Daha önce de etnik kimliklerin sözde akademik ortamda
tartışılmasına yönelik teşebbüsü bulunan Artuklu Üniversitesi,
şimdi de İslam dünyasının ayrışma ve bölünme projelerinin merkezi
haline mi getirilmek istenmektedir?
TÜRKİYE ÇATIŞMA ORTAMINA SOKULDU
MHP Lideri'nin eleştiri oklarında yine AK Parti Hükümeti vardı.

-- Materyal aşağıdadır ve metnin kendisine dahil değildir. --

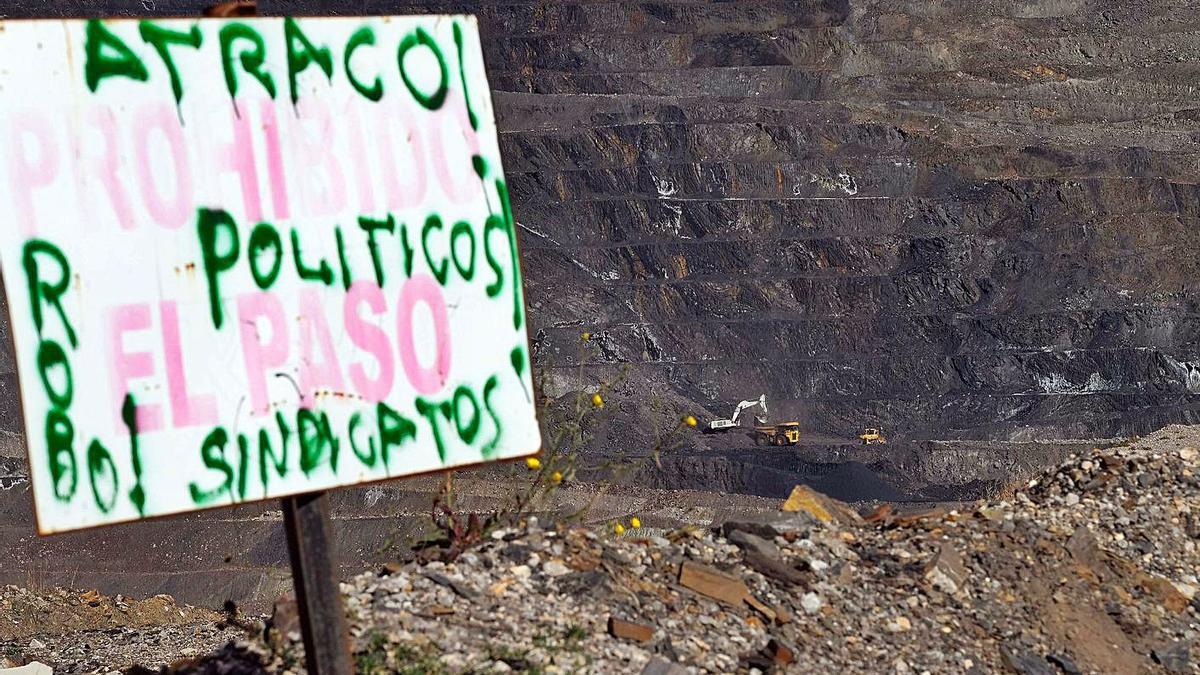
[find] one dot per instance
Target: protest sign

Bahçeli konuşmasında anayasa değişikliği paketinden kalkışarak
eleştirilerini şöyle sıraladı:
Anayasa üzerinden sürdürülen gerilim stratejisi AKP
tarafından ucuz siyaset malzemesi yapılarak yeni bir istismar alanı
yapılmıştır. Biz değişikliğe inanmakla birlikte hazırlık
çalışmalarının kurulacak bir komisyonla bu konuyla ilgili
önümüzdeki dönem TBMM çalışma dönemine bırakılması gerektiğini
vurgulamıştık.
AKP Hükümete bu zorlama girişimiyle Türkiye'yi yeni bir çatışma
alanına sokmuştur. Hazırlayan anayasa değişiklik taslağıyla ilgili
siyasi tartışmalar ve referandum olursa yüzde kaç oy alır hesabı
devreye girmiş ve değişiklik bunun kılıf olmuştur. Bu çürümüş
zihniyetin anayasa eksenli yürüttüğü istismar politikası
başarısızlıklarını örtmek için bir bahane
olmuştur.
ERDOĞAN'IN NİYETİ YARGIYI TANZİM
Bahçeli'nin eleştiri oklarından Başbakan Recep Tayyip Erdoğan da
nasibini aldı. Bahçeli art niyetli olarak değerlendirdiği AK Parti
Hükümeti ve Başbakan Erdoğan'ın yargıyı terbiye ve tanzim etmek
istediğini öne sürdü:
Erdoğan'ın kucaklayıcı olduğunu söylediği taslak metin daha
şimdiden toplum ve devlet hayatını bölmüş çetelere ayırmıştır. Öyle
anlaşılıyor ki sözde değişik tekliflerin teferruatları bir kenara
konulduğunda yüksek yargının tanzim ve terbiye edilmesi hedefinin
olduğu anlaşılmaktadır.
AMAÇ HESAP VERMEKTEN KURTULMAK!
Bahçeli konuşmasının bu bölümünde anayasa değişikliği
çalışmalarının asıl amacının AK Parti Hükümeti'nin hesap vermekten
kurtulmak olduğunu iddia etti. Bahçeli şunları söyledi:
AKP'nin amacı hesap vermekten kurtulmaktır. Bu alanda engel
görülen ne varsa değiştirilmiştir. Anlaşılmaktadır ki, hukuk
konusundaki yaklaşımı ve bu alandaki sicili kabarık olan iktidar
zihniyetinin giriştiği anayasa değişikliğinin özünde bir yerlerle
hesaplaşma ve birilerinin önünü kesme dürtüleri yatmaktadır.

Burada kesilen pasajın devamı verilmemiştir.